C’è, in ogni foresta, un sentiero che scende, profondo, contorto e pericoloso che conduce fino all’entrata, coperta da foglie, della grotta dove si nascondono spettri, che ci hanno insegnato a temere. Proprio di fianco al teatro di marionette ed all’armadio coi vestiti da clown, c’è la scatola di velluto che contiene cianfrusaglie e desideri inconfessabili, quelli che ci inchiodano alla nostra tristezza e ci fanno sembrare deboli, come non vorremmo.
Attraverso i riflessi liquidi di un bicchiere, illuminata dalla fiamma tremula di una torcia appesa al muro di pietra, si avvicina una fata. Vestita di nero, dal sorriso perso e triste, senza parlare, ci indica un’unica strada, buia, angusta e fredda, eppure rassicurante.

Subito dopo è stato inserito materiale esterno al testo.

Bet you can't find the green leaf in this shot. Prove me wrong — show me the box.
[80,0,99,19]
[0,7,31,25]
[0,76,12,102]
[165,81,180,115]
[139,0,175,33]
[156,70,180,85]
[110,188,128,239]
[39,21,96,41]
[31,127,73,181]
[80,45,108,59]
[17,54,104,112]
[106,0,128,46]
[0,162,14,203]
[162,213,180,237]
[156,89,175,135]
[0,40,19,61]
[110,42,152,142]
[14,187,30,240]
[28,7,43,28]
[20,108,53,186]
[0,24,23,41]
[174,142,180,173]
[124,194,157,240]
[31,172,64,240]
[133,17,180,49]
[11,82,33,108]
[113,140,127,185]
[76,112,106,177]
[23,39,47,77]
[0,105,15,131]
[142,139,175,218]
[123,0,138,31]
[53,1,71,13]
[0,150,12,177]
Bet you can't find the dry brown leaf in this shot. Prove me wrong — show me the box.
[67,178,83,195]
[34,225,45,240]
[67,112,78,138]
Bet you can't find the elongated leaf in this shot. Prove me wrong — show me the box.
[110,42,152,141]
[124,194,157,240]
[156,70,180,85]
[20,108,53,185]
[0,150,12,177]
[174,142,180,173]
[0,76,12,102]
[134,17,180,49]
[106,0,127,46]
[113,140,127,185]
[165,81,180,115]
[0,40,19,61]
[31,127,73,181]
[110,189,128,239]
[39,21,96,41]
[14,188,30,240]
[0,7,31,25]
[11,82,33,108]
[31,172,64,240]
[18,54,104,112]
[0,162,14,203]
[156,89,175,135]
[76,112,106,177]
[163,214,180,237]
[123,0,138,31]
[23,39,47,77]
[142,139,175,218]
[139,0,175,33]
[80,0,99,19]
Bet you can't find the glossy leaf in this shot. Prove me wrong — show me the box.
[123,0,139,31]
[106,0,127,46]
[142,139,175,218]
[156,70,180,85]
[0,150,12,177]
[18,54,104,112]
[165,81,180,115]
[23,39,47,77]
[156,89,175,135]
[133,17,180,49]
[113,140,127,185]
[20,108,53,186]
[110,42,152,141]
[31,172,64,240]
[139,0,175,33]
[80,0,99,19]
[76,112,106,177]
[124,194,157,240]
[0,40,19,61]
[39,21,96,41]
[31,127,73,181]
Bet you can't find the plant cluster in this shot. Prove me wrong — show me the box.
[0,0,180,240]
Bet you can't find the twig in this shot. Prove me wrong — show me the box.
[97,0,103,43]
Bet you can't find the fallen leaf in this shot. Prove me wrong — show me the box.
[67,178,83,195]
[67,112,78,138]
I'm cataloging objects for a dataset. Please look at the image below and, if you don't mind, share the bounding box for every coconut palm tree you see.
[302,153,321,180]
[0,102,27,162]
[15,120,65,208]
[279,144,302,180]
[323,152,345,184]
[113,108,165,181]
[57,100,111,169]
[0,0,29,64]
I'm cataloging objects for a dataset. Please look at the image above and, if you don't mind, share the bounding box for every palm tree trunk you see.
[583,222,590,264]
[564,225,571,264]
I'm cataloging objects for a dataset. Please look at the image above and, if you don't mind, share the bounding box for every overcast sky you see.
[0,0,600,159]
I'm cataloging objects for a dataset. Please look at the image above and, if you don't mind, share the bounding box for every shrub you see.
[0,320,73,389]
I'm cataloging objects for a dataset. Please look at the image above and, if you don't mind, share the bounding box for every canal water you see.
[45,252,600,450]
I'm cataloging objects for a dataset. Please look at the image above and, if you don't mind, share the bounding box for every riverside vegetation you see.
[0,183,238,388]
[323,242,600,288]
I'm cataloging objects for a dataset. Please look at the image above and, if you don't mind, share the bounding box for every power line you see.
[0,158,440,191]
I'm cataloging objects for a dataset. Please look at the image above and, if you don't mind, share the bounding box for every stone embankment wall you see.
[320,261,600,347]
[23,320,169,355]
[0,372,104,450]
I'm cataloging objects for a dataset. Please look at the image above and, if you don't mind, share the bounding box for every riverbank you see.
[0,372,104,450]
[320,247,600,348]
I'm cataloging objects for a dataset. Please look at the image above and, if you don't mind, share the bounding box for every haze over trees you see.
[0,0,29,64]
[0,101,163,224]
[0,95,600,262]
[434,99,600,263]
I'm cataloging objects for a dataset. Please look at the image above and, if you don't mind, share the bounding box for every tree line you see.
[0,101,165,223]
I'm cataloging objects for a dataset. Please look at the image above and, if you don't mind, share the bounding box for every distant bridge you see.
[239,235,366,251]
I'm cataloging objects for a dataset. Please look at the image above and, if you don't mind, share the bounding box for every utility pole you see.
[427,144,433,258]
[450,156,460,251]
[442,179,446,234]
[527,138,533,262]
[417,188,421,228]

Oltre la porta di legno e ferro intarsiato fuori piove, i capelli bagnati si incollano alla faccia e il trucco pesante intorno agli occhi si scioglie. Dietro di noi la porta di ruggine e spavento si chiude rumorosamente, la scala che ci riporta in superficie aspetta scivolosa, la fata alla finestra ci fa segno di no con la testa.
Il coraggio si nasconde in una voce, in una mano sicura o in un sorriso complice, in un’azione fulminea o in un soffio possente di un dio antico che dissipi l’illusione e ricrei la realtà.
Intanto, fra le pietre del selciato, disseminate come dubbi e ricordi ed appena nascoste dall’umido terriccio della tristezza,  decine parole, lucide come rosse e fresche tracce di sangue. Il mio.
Ed a raccoglierlo, l’ampolla bucata del vuoto, tenuta dalle mani trasparenti di nessuno.